Rule 329b, 3 Sec. 4, provides, in part, that “It shall be the duty of the proponent of an original or amended motion for new trial to present the same to the court within thirty (30) days after the same is filed.”

The same section of the rule also provides that:

“In the event an original motion or amended motion for new trial be not presented within thirty (30) days after the date of the filing thereof, and the district judge in his discretion refuses to consider the same or refuses to hear evidence relating thereto, such motion will be overruled by operation of law forty-five (45) days after the same is filed, unless disposed of by an order rendered on or before said date.”

Since this rule makes it the duty of the one filing a motion for new trial to “present the same to the court,” such rule, of necessity, carries with it the correlative right of an opportunity to perform such duty.

We do not hold that a court could not, under any circumstances, require pres *647 entation of a motion for new trial without waiting for movant to present the same within the time allowed by the rule. We do hold that a court cannot arbitrarily deprive a movant of a fair opportunity to present his motion. The facts here show appellant was given no opportunity to present his motion before the court overruled it. This action was arbitrary and void.

In our opinion, appellant’s motion for a new trial, not having been presented, was overruled by operation of law forty five days after its filing on December 30, 1960. Rule 329b, Sec. 4, supra.

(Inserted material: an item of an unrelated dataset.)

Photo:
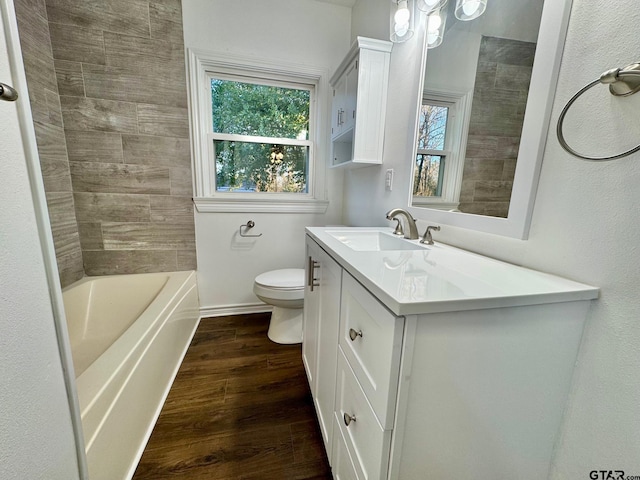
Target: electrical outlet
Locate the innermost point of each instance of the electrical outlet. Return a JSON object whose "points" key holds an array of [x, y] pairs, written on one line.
{"points": [[388, 180]]}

It follows that appellant’s affidavit in lieu of an appeal bond was timely filed. Rules 356, 306c, T.R.C.P.; Blocher v. McArthur, Tex.Civ.App., Austin, 303 S.W.2d 529, writ ref., N.R.E.; 3 Tex.Jur.2d p. 571.

In Morris v. Nowotny, Tex.Civ.App., 323 S.W.2d 301, N.R.E., certiorari denied 361 U.S. 889, 80 S.Ct. 164, 4 L.Ed.2d 124, we dismissed, without prejudice, a suit brought by appellant against appellees Nowotny, Bredt and White (also Dr. Rousos). The reason for our dismissal was that the pleadings of appellant did not adequately allege that any of appellees, who were University of Texas officials, intentionally committed an unlawful act injurious to appellant.

This suit, involving the same basic incidents, is, no doubt, brought by appellant with our former opinion in mind, and with an attempt to meet the deficiencies in pleadings therein noted.

Additionally this suit is against the State of Texas and the University of Texas, the authority for which is contained in H.C.R. No. 21, Reg.Sess. 56th Leg. p. 1167 (1959).

We are not here, as in the former suit, bound by the pleadings, because, this being an appeal from a summary judgment, if the record discloses facts which make a summary judgment improper, it should be denied regardless of defects in the pleadings of the adverse party. Womack v. Allstate Ins. Co., 156 Tex. 467, 296 S.W.2d 233.

Appellees’ motion for summary judgment was based on the ground that appellant had made no showing of any legal wrong committed against him by appellees, particularly that none of them libeled, falsely imprisoned, or deprived him of his liberty without due process of law.